Note that you should include the source compatibility text as an actual link to this FTP, that is:
[source compatibility](/docs/contribute/governance/rfcs/0024_mandatory_source_compatibility.md)
This FTP does not restrict runtime behavior, although the restrictions on source APIs may cause language binding authors to design more or less performant APIs. The feasibility of creating performant bindings in supported languages should be considered when new source compatibility restrictions are introduced.
This feature might affect compile-time performance as a result of pushing towards patterns that require heavier inlining and compiler optimizations in order to be performant (e.g. optimizing away a complex builder API into a simple struct initialization). Bindings authors should strive to make design choices that don't significantly hamper compile times, but the compile-time-consequence of a particular language API should not necessarily prevent the introduction of a new source compatibility restriction.

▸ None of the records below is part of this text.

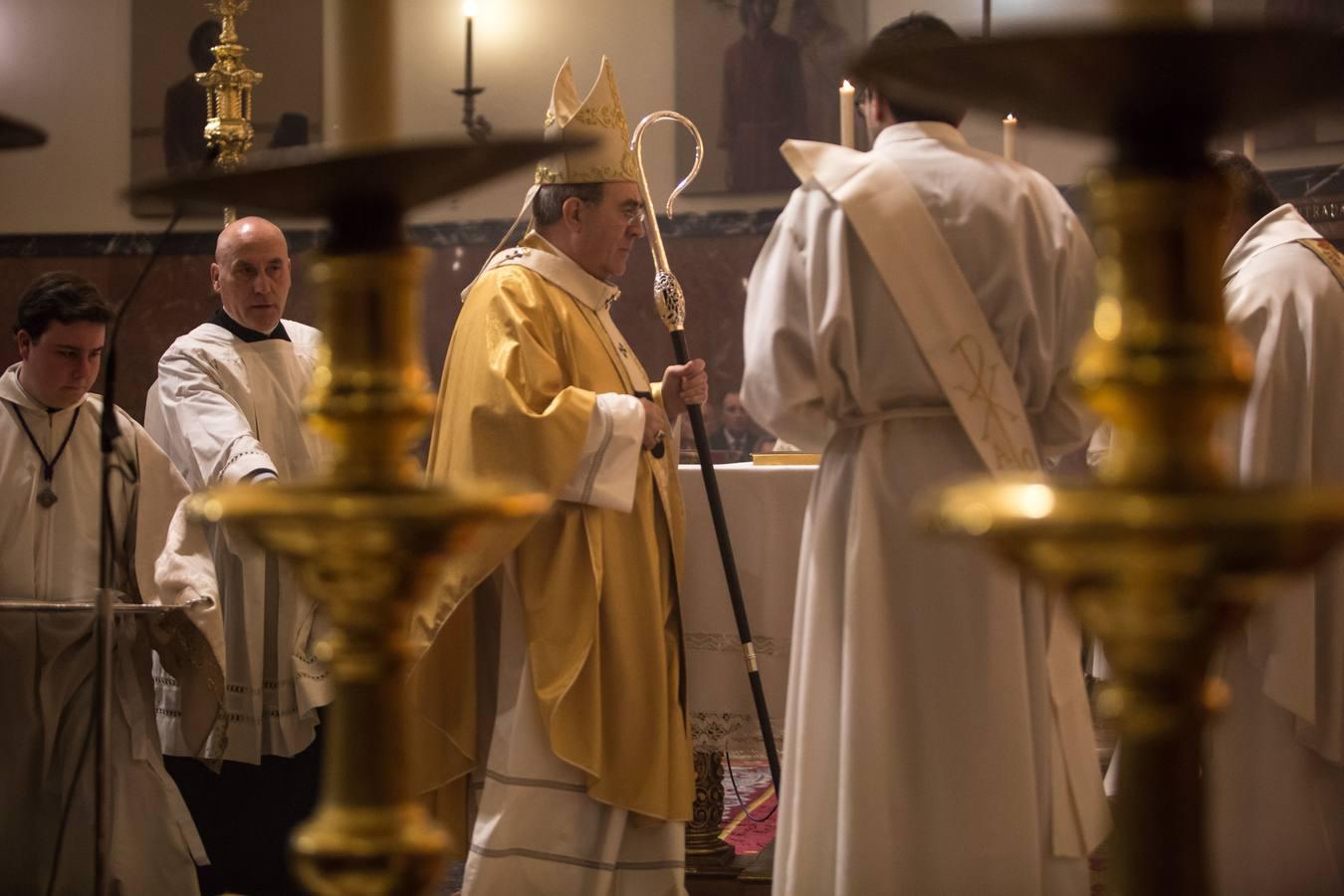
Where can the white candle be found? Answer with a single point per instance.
(1009, 135)
(847, 115)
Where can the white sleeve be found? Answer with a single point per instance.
(782, 383)
(200, 425)
(610, 458)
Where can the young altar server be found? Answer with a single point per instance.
(50, 474)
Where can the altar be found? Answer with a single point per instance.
(765, 507)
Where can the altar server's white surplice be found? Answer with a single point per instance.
(930, 750)
(1277, 758)
(229, 410)
(47, 660)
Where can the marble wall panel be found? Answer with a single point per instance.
(176, 297)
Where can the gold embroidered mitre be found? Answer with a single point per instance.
(599, 119)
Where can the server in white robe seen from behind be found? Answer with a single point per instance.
(913, 316)
(227, 408)
(50, 473)
(1277, 755)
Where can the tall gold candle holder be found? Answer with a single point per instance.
(1159, 559)
(367, 537)
(229, 85)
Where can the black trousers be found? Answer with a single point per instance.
(245, 815)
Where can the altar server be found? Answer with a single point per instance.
(227, 408)
(582, 749)
(913, 315)
(1277, 758)
(50, 474)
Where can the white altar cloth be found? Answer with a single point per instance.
(765, 508)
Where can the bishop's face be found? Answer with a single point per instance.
(252, 276)
(61, 364)
(606, 231)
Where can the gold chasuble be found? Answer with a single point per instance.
(527, 360)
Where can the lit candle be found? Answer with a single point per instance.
(847, 114)
(469, 11)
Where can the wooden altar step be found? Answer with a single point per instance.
(744, 876)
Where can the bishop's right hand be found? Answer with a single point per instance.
(656, 427)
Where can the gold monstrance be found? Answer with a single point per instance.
(229, 85)
(1158, 558)
(367, 535)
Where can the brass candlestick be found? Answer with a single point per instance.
(367, 537)
(1159, 559)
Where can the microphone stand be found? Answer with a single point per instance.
(110, 435)
(667, 291)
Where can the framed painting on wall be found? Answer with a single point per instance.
(756, 73)
(171, 41)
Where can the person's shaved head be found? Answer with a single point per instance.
(252, 273)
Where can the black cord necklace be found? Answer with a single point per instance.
(46, 497)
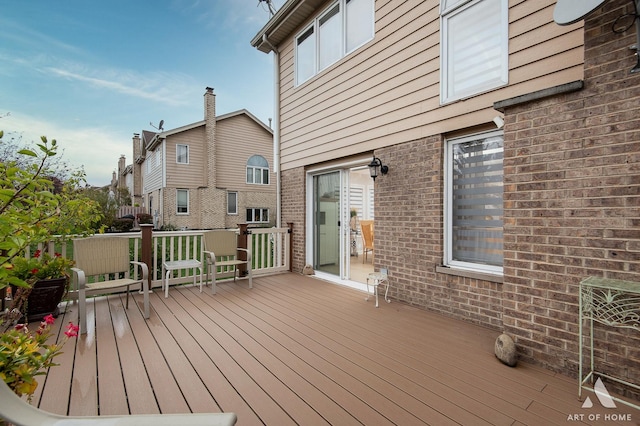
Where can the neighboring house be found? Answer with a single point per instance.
(513, 151)
(123, 179)
(214, 173)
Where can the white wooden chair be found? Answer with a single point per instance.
(105, 260)
(19, 412)
(221, 249)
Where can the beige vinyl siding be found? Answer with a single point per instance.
(388, 91)
(187, 175)
(238, 138)
(153, 180)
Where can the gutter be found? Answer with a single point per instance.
(276, 127)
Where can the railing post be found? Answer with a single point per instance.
(147, 248)
(290, 254)
(242, 243)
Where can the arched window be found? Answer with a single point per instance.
(258, 170)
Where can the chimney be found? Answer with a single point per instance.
(210, 134)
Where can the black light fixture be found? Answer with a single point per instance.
(375, 165)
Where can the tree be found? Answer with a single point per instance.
(34, 207)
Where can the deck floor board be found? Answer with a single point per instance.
(297, 350)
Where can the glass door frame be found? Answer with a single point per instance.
(344, 228)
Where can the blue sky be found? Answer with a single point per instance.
(90, 74)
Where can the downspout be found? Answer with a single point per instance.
(276, 127)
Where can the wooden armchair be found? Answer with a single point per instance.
(105, 260)
(18, 411)
(221, 249)
(366, 226)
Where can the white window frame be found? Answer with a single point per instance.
(186, 147)
(263, 212)
(261, 171)
(448, 257)
(232, 203)
(314, 38)
(178, 191)
(452, 9)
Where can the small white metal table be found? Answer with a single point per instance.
(374, 279)
(175, 265)
(611, 302)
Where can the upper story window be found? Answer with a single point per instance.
(337, 31)
(232, 202)
(474, 47)
(182, 154)
(182, 201)
(258, 170)
(474, 202)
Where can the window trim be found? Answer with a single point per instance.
(178, 212)
(236, 213)
(314, 26)
(178, 153)
(263, 171)
(447, 259)
(253, 210)
(446, 13)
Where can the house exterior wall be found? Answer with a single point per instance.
(219, 148)
(186, 175)
(293, 211)
(388, 90)
(572, 198)
(571, 169)
(152, 170)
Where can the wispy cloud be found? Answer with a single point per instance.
(94, 149)
(158, 87)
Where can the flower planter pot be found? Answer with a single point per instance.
(44, 298)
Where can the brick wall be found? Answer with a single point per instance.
(293, 210)
(572, 185)
(409, 237)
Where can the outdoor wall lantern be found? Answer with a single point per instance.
(376, 165)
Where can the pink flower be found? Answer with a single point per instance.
(72, 330)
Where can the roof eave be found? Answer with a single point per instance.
(286, 20)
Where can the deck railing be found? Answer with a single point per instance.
(270, 251)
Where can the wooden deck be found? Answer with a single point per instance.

This feature does not affect security.
Many source compatibility rules are of the form “there cannot exist any user code that compiled before this change but not after this change.” Unfortunately, these restrictions are difficult or impossible to test because they would require enumerating every possible usage of the API before the change.
However, we can (and should) add items to the FIDL change test suite to show that there does exist some usage of the API before the change that remains valid after the change. This is a necessary but not sufficient condition for meeting the source compatibility requirements.
Previous attempts have been made to introduce evolvability restrictions via the [MaxHandles]
attribute. This design and the intended modifications to it have been discussed in earlier parts of this proposal.